To say the name Martin Margiela is to conjure images of stacked-heel tabi-toe boots and blank labels held in place with four visible stitches. The name also evokes an aura of beguiling mystery, for few know what the Belgian designer—fashion’s invisible man—looks or sounds like. He decided, early in his career, to eschew interviews, avoid the press, and communicate in the first person plural (“We . . . ”) via fax.

Margiela’s shield of anonymity—explained by his business partner, Jenny Meirens, as a personal rather than professional decision—sometimes infuriated, but consistently fascinated, the media. One of its effects was to focus attention on the clothes themselves, created by a team and credited to Maison Martin Margiela, aka MMM. And what intriguing clothes they were: Recall, for instance, a bricolage vest of wire and porcelain; a shirt made of gloves; a sweater of army surplus socks; doll outfits enlarged to adult proportions; precise replicas of vintage garments; pieces made of salvaged, Scotch-taped plastic bags; and, once, hybrid jackets described by an observer as “two-for-one fur coats, spliced together to make four-sleeved monstrosities.”

Schooled in Antwerp and trained by Jean Paul Gaultier, Margiela showed his breakthrough collection in 1989, as Vogue reported, in “an abandoned lot in the seediest section of Paris.” It featured “papier-mâché vests, sheer mesh T-shirts cut open over ragged shirts, and menswear jackets with the sleeves ripped off.”

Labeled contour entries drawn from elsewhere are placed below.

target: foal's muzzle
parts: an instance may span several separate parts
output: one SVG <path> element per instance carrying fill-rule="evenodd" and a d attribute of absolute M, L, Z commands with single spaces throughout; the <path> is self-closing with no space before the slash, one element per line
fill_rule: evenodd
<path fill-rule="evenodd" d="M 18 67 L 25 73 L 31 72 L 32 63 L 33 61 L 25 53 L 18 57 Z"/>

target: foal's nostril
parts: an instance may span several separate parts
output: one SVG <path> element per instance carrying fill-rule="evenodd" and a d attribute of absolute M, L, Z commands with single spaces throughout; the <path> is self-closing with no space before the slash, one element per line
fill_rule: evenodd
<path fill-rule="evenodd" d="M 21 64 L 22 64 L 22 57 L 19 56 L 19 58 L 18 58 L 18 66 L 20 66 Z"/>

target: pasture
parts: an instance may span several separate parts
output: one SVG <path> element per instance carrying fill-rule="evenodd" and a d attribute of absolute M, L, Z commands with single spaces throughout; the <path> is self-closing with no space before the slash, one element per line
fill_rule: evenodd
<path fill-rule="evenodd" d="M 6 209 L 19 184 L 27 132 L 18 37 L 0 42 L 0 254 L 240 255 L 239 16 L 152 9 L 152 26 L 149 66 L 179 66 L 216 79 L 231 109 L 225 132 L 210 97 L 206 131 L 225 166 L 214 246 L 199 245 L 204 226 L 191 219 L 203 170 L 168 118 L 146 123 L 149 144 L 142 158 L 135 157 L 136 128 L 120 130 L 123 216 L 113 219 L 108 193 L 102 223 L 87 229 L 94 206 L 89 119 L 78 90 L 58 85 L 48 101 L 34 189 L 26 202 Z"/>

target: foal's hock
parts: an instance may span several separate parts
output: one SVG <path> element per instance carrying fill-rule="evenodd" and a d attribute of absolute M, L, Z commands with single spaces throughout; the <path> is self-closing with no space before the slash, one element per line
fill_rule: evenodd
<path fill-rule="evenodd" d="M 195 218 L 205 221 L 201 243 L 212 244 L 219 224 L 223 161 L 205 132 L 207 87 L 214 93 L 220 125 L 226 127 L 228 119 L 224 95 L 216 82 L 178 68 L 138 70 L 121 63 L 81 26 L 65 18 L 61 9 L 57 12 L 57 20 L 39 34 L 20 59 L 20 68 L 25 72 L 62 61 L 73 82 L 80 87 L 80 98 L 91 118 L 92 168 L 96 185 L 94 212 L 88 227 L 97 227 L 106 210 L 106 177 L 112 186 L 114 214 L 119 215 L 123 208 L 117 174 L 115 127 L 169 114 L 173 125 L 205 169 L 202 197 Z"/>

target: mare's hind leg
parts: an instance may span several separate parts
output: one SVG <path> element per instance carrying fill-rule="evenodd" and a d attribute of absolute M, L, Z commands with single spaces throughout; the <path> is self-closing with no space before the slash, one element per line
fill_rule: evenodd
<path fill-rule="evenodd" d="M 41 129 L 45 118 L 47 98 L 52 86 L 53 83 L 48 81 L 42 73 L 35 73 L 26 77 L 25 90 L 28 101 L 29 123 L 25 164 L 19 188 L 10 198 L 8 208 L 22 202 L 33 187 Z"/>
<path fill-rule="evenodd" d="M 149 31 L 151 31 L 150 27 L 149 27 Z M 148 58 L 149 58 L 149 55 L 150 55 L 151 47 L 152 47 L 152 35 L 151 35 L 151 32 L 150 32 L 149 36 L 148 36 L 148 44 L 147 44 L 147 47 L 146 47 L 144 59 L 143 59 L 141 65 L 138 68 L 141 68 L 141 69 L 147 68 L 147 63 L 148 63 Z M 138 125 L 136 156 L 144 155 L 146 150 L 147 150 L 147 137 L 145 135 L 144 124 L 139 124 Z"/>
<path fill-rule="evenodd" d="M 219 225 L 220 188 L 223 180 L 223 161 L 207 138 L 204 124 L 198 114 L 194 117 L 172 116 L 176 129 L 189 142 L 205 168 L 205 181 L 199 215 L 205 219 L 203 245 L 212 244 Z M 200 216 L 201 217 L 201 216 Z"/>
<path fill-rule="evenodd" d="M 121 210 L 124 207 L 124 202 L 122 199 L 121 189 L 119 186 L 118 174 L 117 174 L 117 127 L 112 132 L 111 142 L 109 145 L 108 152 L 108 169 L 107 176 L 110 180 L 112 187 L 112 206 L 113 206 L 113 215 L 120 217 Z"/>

In the late ’90s, Vogue included Margiela among a group of renegade-turned-establishment designers and asked the elusive Belgian to define the avant-garde. His reply: “A pigeonhole into which the point of view of some is placed when it is considered difficult to assimilate into the lives of many.” Not so long after that, in 2002, he shocked his fans by selling a majority share of his company to the Italian concern that also owns Diesel. Then, in 2009, he flew the coop, resigning from the house that bears his name. Today John Galliano, another iconoclast, heads up the label.